Do password expiry rules reducing the security of the system?

The problem

I regularly have a debate with my CTO which usually begins something like this ...

CTO: My password expired, that should never happen. 
Me : It's a security risk to never expire passwords. 
CTO: It's a security risk to force passwords to be reset because users have bad habits. 
Me : Yes but the security is in the user not the system, enforcing password expiry ensures the system is secure in the event of an unknown breach of the userbase.

This raises an interesting question that neither of us primarily not being a system administrator but being a position that we need to apply a policy to this effect don't really agree on what the right answer should be.

My standing

The system is more secure if you force all users to change their passwords in X amount of time where X is computed by determining the algorithm strength used to protect the password and an estimated time to break (with brute force) the raw value back in to the original password.

CTO's Standing

The act of forcing users to change their passwords all the time results in patterns / ****123 "like" patterns over time or users write passwords down meaning the users "bad habit" is more of a risk to the system than the data being compromised in some more technical manner (e.g. through brute forcing).

So I would like to know

Is there some way I can prove either way weather or not we should enforce a password reset policy based on some industry best practice?

OR

Is one of us just plain wrong?


Solution 1:

Your CTO is more right, but it's a more complex issue. NIST ( https://csrc.nist.gov/ ) is probably the "industry best practices" reference.

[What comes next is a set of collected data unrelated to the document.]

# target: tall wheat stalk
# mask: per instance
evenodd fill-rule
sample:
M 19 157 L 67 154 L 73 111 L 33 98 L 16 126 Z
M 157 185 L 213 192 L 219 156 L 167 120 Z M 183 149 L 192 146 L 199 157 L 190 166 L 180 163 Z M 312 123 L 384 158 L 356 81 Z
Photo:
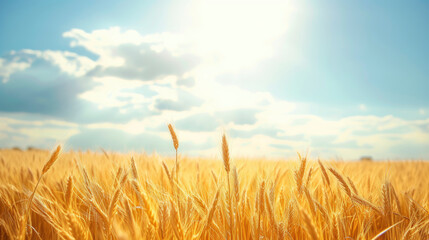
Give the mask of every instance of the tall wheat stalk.
M 259 195 L 258 195 L 258 230 L 257 230 L 257 238 L 261 236 L 261 216 L 264 213 L 264 195 L 265 195 L 265 180 L 262 180 L 259 185 Z
M 175 169 L 176 169 L 176 181 L 177 181 L 177 178 L 179 177 L 179 165 L 178 165 L 178 161 L 177 161 L 177 149 L 179 148 L 179 139 L 177 139 L 176 132 L 174 131 L 174 128 L 171 124 L 168 124 L 168 130 L 170 131 L 171 139 L 173 140 L 173 147 L 176 150 Z
M 28 199 L 25 214 L 24 214 L 23 218 L 21 219 L 21 229 L 20 229 L 20 233 L 18 235 L 18 239 L 25 239 L 25 232 L 27 229 L 27 221 L 28 221 L 28 217 L 30 216 L 31 204 L 33 202 L 34 194 L 36 193 L 37 187 L 39 186 L 39 183 L 42 180 L 42 177 L 45 175 L 46 172 L 48 172 L 48 170 L 52 167 L 52 165 L 55 163 L 55 161 L 57 161 L 60 153 L 61 153 L 61 145 L 58 145 L 57 148 L 55 149 L 55 151 L 51 154 L 51 157 L 49 158 L 49 160 L 43 166 L 42 174 L 40 175 L 39 180 L 37 181 L 36 186 L 34 187 L 34 190 L 31 193 L 30 198 Z
M 228 180 L 228 211 L 229 211 L 229 234 L 231 236 L 231 239 L 234 239 L 233 229 L 234 229 L 234 217 L 232 212 L 232 198 L 231 198 L 231 184 L 230 184 L 230 177 L 229 172 L 231 171 L 231 160 L 229 158 L 229 147 L 228 142 L 226 140 L 225 134 L 222 136 L 222 157 L 223 157 L 223 164 L 225 166 L 226 171 L 226 178 Z

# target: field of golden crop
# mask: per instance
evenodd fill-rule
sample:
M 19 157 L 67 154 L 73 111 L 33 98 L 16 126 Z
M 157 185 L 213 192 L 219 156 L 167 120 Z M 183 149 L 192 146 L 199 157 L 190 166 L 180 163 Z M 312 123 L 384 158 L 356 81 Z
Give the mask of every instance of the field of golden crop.
M 429 239 L 428 162 L 219 152 L 1 150 L 0 239 Z

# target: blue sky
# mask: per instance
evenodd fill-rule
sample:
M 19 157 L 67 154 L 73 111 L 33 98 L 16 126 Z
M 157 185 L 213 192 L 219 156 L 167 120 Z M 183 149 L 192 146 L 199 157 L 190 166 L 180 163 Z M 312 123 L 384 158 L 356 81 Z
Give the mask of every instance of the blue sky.
M 2 1 L 0 146 L 429 158 L 425 1 Z

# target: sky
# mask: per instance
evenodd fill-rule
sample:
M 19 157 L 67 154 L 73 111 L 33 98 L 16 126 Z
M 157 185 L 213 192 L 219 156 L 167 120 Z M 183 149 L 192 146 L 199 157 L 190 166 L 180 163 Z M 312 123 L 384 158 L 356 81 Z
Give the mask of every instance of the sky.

When it comes to passwords length, not complexity or frequent changes, is the way to go. ( https://nakedsecurity.sophos.com/2016/08/18/nists-new-password-rules-what-you-need-to-know/ ) They suggest phrashes or sentences rather than a single word.

You describe hashing passwords before storing them which is the logically better alternative than plain text. The problem is with multi-gpu systems tens to hundreds of hashes can be calculated and checked per second.

The links below discuss the changes. I'd suggest paying special attention to salting passwords before they're hashed.

https://nakedsecurity.sophos.com/2016/08/18/nists-new-password-rules-what-you-need-to-know/

https://www.passwordping.com/surprising-new-password-guidelines-nist/

https://softwareengineering.stackexchange.com/questions/216998/updating-password-hashing-without-forcing-a-new-password-for-existing-users

Solution 2:

Yes, it increases security risks if you don't force passwords to expire.

As your CTO said, because we have bad habits, passwords will eventually leak one way or another, e.g. type the password in the user input field, leave it unencrypted in some application config file, etc.

Forcing users to change passwords reinforces security in terms of availability, a leaked password that expires in 15 days will force the attacker to take advantage of it in the next 2 weeks, whereas a permanent password will leave a door open to external danger.

If you see this from the attacker's point of view as well, it's pretty deterring to know you may be able to sniff a password after several weeks stealing data only to see that halfway that process all those passwords changed and you have to start over.

Sometimes the best way to make your system harder to crack isn't to make it more robust, but rather to avoid harm altogether by letting people know they'll waste their time.

To me it looks like you have a lazy CTO who doesn't want to come up with new passwords.

Solution 3:

As usual, it is not easy.

Currently (the situation was probably different when the question was asked initially) the time needed to brute force a "bad" password (for example a single dictionary word made "safe" by some usual substitution rules) is much shorter than any time span you'd consider for password expiry, at least if the database of password hashes is available.

On the other hand, cracking a "good" password (like 16 true random alphanumeric characters) is still beyond being cracked within a few years unless your attacker has a REAL BIG budget. And if you are up against big players, standard passwords are probably not an option for you anyway.

Many other issues, like the "bad user habits" already mentioned also apply.

Another thing to consider is that expiring passwords also lead to loss in productivity and additional costs/work for IT support.

So, IMHO, a better choice than meddling with passwords expiry nowadays may be to invest in hardware for password safes, biometric/smart card-based or other two-factor authentication methods...

But, usually you won't get an ultimate answer without hiring someone who does a very detailed analysis of your requirements, your risks and your possibilities.